From my experience, people who have never gone to college feel that college educated people are smarter and all around more capable and skilled than non-college graduates. However, in my experience as a college graduate, quite the opposite is true! I know the truth - college is just a place to sit through a bunch of classes and try to memorize things. They don't really learn how to be... well, better!
For example, my group communications course was taught like we were all 4 year olds (which most of the students were maturity-wise). We learned very little about group communication. We had to do 2 group presentations which in general were awful and nothing from the course was actually forced upon us. They may have mentioned "this and this and this helps get a crowd reaction" or "never do this in a speech as it offends the audience" or things such as that, but it was never applied. We went up, gave a talk of the quality you'd see in a high school and that was that. A+ for all.
Incidentally, one of my favorite courses was my undergraduate condensed matter lab course which had an attached lab where we actually fabricated things in the department's machine shop! We were told how to do something, why it was done that way, told what tolerances had to be met, and we went and applied that knowledge. Use the wrong drill-type? Do it over. Are your holes threaded incorrectly? Do it again. Are you outside of the tolerances required? Do it over. We did it until we became good. All while at the same time knowing half the machines you worked on could rip your hand off if used incorrectly.
That was a great class for me! Not so much because I'm some machinist deep down (or am I?), but because I was taught how to do something, told to do it, and not allowed to stop doing it until I got it right. At that point I felt "hey, I can do something a vast majority of people can't!" and I knew if I for whatever reason felt like pursuing fabrication even further, I would be able to. In my eyes, all I see at my university is "here is some stuff, memorize it and if you cant, oh well, you still pass" or "try to do this, if you can't, oh well". No effort into getting students to really achieve anything.

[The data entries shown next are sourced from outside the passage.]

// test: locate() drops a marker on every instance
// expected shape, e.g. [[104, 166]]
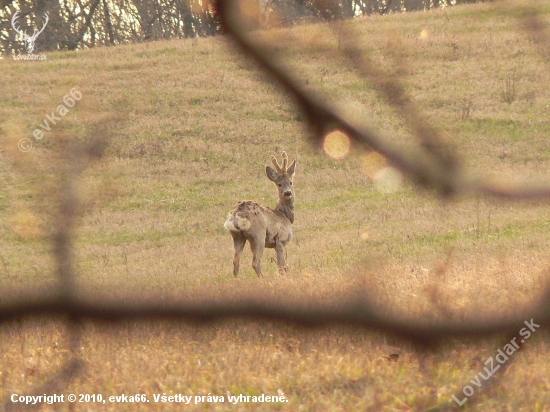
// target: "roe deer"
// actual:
[[262, 226]]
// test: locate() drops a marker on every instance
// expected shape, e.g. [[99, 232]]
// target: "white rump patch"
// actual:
[[229, 224], [242, 222]]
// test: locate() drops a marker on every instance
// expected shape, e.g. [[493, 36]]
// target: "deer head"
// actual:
[[29, 40], [282, 177]]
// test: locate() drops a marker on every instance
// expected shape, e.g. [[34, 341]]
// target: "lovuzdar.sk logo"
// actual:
[[29, 39]]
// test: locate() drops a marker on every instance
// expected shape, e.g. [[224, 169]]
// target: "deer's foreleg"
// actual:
[[257, 246], [238, 241]]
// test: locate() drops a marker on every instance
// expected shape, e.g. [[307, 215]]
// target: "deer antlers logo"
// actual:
[[29, 40]]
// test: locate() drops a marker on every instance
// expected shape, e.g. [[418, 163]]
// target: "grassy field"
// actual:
[[190, 125]]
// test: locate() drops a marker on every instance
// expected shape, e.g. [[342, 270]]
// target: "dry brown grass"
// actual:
[[194, 124]]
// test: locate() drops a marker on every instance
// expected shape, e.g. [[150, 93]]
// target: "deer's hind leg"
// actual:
[[281, 261], [238, 241]]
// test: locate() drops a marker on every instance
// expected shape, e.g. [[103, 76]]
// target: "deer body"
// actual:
[[262, 226], [29, 40]]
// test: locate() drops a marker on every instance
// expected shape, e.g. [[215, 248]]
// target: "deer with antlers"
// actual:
[[29, 40], [262, 226]]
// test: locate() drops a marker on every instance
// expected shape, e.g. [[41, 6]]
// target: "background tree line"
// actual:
[[75, 24]]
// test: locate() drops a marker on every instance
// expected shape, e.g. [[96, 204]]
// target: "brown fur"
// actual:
[[262, 226]]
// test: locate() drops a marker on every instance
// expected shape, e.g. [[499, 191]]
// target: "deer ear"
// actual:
[[271, 174], [291, 168]]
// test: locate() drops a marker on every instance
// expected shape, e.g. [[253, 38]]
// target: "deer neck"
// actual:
[[286, 208]]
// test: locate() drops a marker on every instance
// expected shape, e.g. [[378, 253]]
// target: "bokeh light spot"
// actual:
[[336, 144]]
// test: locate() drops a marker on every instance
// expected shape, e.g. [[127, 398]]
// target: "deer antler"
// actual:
[[15, 17], [35, 34], [276, 164]]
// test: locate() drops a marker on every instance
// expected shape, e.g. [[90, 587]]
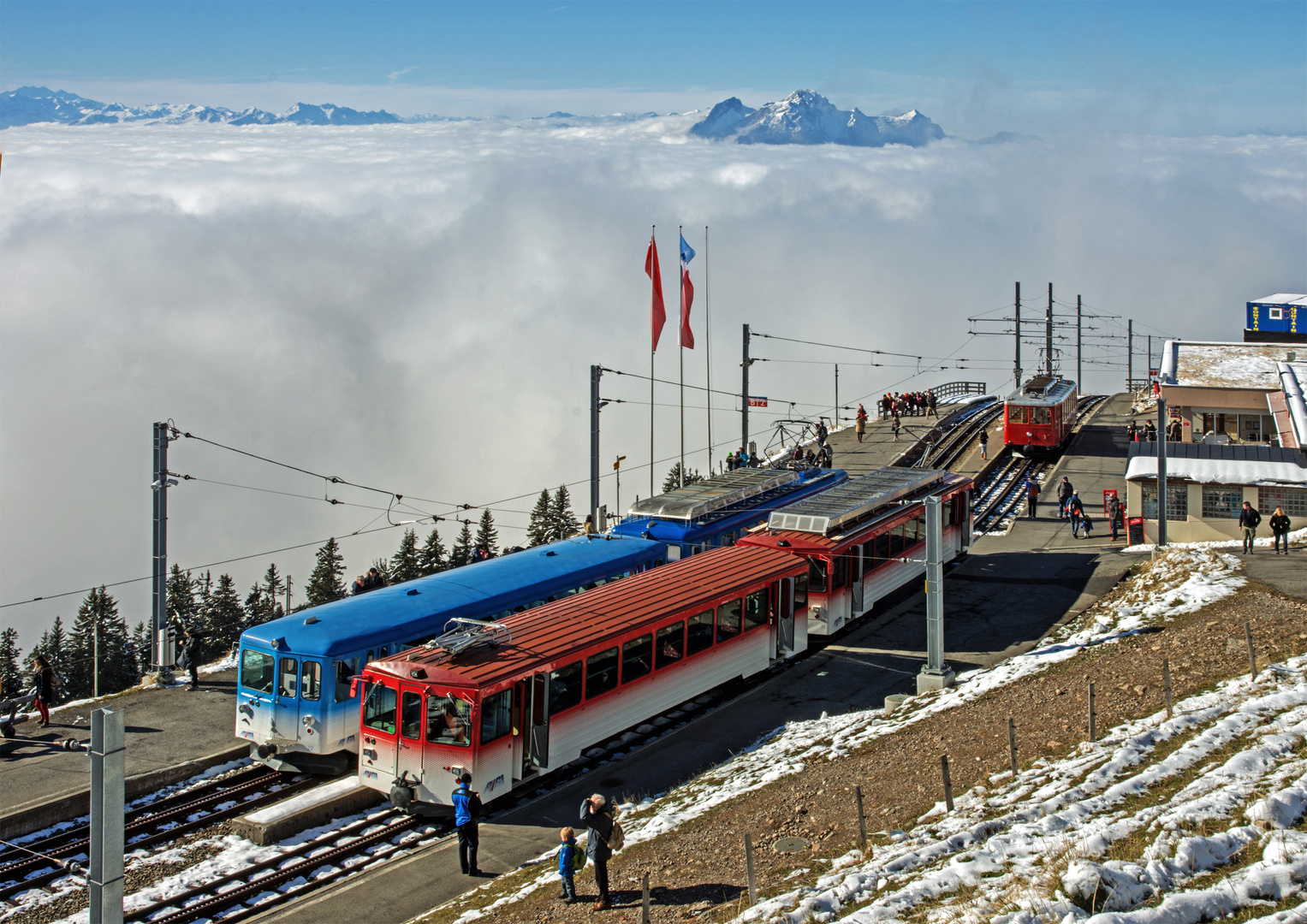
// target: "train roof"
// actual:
[[1043, 389], [374, 619], [723, 502], [548, 637], [881, 500]]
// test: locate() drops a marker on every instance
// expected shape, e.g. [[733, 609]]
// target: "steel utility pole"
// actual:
[[595, 373], [744, 391], [161, 653]]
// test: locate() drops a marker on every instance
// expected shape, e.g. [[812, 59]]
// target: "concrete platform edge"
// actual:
[[42, 813]]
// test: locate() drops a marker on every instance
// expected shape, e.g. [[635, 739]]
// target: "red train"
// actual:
[[514, 700], [1039, 418]]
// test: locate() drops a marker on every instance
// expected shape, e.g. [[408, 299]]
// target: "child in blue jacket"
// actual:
[[566, 857]]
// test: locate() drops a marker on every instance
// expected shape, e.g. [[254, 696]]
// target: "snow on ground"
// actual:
[[1178, 583]]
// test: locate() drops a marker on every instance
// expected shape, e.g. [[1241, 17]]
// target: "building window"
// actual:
[[1177, 500], [1292, 500], [1221, 502]]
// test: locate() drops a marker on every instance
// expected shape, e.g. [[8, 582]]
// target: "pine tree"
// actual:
[[431, 557], [325, 583], [562, 520], [10, 676], [488, 537], [538, 530], [460, 553], [407, 564], [226, 617]]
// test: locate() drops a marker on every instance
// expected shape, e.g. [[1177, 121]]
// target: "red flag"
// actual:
[[657, 311], [686, 301]]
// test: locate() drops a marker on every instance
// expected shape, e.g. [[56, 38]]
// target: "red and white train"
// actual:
[[1041, 416], [513, 700]]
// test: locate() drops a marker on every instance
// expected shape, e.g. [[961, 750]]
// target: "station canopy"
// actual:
[[833, 510], [716, 493]]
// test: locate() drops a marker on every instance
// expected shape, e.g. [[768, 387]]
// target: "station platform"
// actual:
[[165, 727]]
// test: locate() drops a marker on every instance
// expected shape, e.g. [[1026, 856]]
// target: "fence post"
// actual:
[[748, 860], [1166, 684], [862, 820]]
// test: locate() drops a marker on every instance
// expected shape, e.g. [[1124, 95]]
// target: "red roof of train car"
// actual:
[[550, 636]]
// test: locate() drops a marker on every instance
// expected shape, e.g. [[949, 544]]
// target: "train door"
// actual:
[[535, 750], [285, 705], [855, 579], [408, 755]]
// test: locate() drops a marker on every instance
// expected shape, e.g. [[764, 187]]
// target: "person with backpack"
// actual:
[[1280, 525], [570, 859], [466, 813], [602, 839], [1249, 520]]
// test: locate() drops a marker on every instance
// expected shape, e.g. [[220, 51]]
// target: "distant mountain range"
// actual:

Also, I hate when people feel being good at something is simply genetic or innate. "I'm just not good at math" or "I'm not a good writer" or "I can't speak in public". BLAH. I failed my first 2 calculus courses and after 4 years of just toughing it out, I ended up being better at math than almost every physics major and some of the math majors. I was also terrified of speaking publicly or in front of a class. I'm not great at it now (I still have issues losing track of what I'm saying) but I'm a hell of a lot better after teaching labs for 2 years.